Parallèlement, une autre équipe de scientifiques de l’EPFL a mené une expédition en juin 2024 dans deux fjords du sud-ouest du Groenland. Cette mission avait pour but de mesurer les quantités de gaz à effet de serre, notamment le méthane et le protoxyde d’azote, dissous dans les eaux des fjords, qui sont alimentés par des glaciers centenaires. Dirigée par Jérôme Chappellaz, directeur du Laboratoire de capteurs intelligents pour les environnements extrêmes (SENSE), cette recherche s’inscrit dans l’expédition internationale « GreenFjord » (2022-2026), soutenue par le Swiss Polar Institute.
Les fjords sont des environnements complexes, où l’eau douce issue des glaciers se mélange à l’eau salée de l’océan. Le premier fjord étudié reçoit directement des eaux glaciaires sous-marines, tandis que le second est alimenté par un glacier dont la fonte se déverse sur la terre ferme. Ces différences dans la structure physique et chimique des eaux influencent la microbiologie locale et la concentration des gaz à effet de serre.
Les résultats préliminaires suggèrent que ces fjords pourraient devenir une source inattendue de gaz à effet de serre, ajoutant ainsi une nouvelle dimension aux préoccupations climatiques.

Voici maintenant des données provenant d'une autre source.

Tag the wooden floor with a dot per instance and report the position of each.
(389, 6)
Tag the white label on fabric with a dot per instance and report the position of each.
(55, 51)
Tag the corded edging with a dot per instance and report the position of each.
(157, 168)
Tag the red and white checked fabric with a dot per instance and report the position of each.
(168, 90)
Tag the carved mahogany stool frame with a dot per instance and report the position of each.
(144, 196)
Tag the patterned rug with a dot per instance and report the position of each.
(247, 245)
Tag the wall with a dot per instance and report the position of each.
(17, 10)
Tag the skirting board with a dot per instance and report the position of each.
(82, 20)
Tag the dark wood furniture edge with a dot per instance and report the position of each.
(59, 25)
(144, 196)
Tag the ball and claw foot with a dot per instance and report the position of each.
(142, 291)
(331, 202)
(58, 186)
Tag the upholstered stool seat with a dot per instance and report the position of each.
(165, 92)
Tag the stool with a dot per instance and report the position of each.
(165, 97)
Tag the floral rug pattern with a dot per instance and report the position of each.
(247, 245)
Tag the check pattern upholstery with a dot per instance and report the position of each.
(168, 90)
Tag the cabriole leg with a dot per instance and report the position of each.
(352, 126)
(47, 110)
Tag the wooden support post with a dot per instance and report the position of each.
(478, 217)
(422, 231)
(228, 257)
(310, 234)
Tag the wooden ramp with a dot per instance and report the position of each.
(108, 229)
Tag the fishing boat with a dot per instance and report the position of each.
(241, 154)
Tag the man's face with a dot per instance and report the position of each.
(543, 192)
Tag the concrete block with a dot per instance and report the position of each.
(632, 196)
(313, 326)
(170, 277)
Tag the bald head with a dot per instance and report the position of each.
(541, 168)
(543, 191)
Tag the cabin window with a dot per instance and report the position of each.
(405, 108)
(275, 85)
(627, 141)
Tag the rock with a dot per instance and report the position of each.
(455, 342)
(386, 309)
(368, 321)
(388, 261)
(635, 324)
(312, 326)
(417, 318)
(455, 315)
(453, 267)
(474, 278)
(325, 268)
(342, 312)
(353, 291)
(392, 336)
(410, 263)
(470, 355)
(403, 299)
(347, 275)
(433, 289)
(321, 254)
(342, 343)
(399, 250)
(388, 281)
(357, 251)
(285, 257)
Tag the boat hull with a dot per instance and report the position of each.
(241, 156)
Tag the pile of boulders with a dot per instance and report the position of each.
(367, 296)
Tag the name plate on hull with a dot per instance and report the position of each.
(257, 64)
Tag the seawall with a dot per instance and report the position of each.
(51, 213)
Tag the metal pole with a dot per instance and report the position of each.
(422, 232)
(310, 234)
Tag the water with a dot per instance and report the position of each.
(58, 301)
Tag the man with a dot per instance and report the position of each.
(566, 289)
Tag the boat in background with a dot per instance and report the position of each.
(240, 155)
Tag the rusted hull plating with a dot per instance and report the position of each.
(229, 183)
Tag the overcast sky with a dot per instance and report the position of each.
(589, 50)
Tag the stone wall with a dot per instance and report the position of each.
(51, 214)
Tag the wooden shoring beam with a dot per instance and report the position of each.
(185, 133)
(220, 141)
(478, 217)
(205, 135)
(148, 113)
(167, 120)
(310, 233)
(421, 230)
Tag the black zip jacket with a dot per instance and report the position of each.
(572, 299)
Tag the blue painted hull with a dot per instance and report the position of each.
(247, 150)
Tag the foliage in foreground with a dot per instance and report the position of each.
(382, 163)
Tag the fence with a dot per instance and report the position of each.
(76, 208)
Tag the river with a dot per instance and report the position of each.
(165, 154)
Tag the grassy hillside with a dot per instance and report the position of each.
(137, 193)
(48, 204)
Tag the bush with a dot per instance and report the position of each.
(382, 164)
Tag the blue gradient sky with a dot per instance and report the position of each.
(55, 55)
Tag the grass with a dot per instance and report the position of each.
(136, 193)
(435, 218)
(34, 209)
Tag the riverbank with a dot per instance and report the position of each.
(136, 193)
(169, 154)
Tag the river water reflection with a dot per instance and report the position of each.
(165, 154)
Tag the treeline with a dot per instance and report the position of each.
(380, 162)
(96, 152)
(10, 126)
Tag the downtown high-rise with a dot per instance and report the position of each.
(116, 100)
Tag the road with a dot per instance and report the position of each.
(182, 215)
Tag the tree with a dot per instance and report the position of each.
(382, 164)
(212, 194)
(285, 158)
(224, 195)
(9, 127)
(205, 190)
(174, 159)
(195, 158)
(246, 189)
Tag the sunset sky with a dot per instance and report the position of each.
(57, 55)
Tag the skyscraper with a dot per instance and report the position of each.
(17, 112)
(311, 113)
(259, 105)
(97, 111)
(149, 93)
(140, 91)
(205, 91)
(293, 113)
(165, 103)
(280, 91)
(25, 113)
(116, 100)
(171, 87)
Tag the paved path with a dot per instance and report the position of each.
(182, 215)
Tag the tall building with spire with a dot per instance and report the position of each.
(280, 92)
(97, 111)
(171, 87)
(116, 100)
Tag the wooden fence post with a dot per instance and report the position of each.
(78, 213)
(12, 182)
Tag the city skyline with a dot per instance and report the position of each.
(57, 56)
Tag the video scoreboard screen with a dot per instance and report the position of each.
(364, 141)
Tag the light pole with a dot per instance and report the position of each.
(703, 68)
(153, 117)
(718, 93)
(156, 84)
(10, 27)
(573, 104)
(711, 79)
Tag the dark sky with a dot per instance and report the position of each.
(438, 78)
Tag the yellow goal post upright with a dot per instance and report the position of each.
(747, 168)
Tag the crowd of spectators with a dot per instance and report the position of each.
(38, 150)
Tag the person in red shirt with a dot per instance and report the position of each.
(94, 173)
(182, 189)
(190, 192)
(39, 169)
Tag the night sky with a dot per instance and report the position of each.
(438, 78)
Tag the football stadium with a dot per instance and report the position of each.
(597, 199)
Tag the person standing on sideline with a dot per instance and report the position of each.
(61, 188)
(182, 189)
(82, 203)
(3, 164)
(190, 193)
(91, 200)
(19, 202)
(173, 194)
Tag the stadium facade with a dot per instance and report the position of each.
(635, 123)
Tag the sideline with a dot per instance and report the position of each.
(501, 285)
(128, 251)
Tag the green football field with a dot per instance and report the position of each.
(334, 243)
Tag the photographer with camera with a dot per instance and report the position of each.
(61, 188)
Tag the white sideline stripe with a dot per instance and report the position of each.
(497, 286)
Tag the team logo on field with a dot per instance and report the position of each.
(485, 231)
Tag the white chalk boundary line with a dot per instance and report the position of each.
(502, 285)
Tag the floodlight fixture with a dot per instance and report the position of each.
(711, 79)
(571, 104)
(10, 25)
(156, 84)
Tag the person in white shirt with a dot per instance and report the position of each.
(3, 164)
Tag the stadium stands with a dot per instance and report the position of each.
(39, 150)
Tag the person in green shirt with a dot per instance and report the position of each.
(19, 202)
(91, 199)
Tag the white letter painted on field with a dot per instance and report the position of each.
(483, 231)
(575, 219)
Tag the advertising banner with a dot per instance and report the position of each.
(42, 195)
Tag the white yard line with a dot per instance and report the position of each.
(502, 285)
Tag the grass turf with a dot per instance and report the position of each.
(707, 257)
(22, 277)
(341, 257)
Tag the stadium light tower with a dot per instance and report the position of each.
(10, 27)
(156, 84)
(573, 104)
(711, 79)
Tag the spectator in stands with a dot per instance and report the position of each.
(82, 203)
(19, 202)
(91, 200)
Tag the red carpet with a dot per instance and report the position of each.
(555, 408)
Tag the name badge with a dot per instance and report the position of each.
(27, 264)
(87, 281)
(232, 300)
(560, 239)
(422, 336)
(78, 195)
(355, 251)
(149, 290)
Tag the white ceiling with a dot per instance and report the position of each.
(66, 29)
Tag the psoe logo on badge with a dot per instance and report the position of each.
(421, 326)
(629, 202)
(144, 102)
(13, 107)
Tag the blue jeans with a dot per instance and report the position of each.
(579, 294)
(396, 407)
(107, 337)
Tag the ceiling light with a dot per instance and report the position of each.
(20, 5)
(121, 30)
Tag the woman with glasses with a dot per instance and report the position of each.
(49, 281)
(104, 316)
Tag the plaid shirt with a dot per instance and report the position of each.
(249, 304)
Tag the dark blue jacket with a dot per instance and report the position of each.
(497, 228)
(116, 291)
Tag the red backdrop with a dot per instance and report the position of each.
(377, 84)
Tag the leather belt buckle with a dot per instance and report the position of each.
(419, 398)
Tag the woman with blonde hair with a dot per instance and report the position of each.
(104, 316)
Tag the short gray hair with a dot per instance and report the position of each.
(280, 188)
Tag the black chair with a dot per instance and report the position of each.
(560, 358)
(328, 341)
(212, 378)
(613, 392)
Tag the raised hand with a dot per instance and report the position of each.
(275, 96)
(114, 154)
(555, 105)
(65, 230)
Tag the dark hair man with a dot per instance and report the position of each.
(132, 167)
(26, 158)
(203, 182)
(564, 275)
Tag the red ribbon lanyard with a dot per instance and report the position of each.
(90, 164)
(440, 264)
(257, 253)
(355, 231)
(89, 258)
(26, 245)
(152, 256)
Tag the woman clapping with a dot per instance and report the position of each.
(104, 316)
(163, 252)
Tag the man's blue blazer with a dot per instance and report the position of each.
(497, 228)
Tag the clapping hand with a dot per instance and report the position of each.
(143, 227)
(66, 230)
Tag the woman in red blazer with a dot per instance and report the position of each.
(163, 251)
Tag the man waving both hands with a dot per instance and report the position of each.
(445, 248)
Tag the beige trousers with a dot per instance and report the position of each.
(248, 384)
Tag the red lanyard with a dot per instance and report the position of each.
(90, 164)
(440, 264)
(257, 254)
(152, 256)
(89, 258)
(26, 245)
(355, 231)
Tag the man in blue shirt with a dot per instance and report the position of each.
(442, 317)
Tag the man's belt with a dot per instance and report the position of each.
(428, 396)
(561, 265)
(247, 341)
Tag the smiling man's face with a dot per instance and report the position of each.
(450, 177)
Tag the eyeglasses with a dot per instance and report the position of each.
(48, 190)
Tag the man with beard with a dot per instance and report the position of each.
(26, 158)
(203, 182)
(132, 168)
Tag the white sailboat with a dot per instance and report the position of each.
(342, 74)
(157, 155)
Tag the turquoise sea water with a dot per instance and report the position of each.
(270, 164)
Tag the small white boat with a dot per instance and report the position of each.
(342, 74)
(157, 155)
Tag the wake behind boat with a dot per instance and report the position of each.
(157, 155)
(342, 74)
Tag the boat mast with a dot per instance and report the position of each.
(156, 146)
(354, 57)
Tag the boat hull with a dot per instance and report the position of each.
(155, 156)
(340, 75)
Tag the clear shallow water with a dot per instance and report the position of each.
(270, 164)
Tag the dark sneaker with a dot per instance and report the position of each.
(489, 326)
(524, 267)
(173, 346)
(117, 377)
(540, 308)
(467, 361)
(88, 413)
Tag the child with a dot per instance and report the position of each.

Jérôme Chappellaz précise:
“Notre travail au Groenland explore de possibles mécanismes de rétroactions naturels. Il offre un aperçu des questions urgentes de science fondamentale à propos de l’avenir de notre climat, dans un contexte où les incertitudes et les processus méconnus sont encore nombreux”.
Ces expéditions en Arctique révèlent l’importance cruciale de comprendre les processus naturels qui pourraient amplifier le changement climatique. Les recherches menées par les équipes de l’EPFL contribuent à éclairer des aspects méconnus du climat arctique et fournissent des données essentielles pour prédire l’avenir de cette région sensible.
Alors que les températures continuent de grimper, il devient impératif de poursuivre ces études pour mieux anticiper les effets du réchauffement global. Les expéditions futures, notamment celles prévues en 2026 avec la station polaire Tara en construction à Cherbourg, seront essentielles pour répondre aux nombreuses questions encore en suspens.
L’Arctique, souvent considéré comme un indicateur du changement climatique global, se dévoile peu à peu, mais il reste beaucoup à découvrir sur le rôle que cette région joue et jouera dans l’évolution du climat mondial.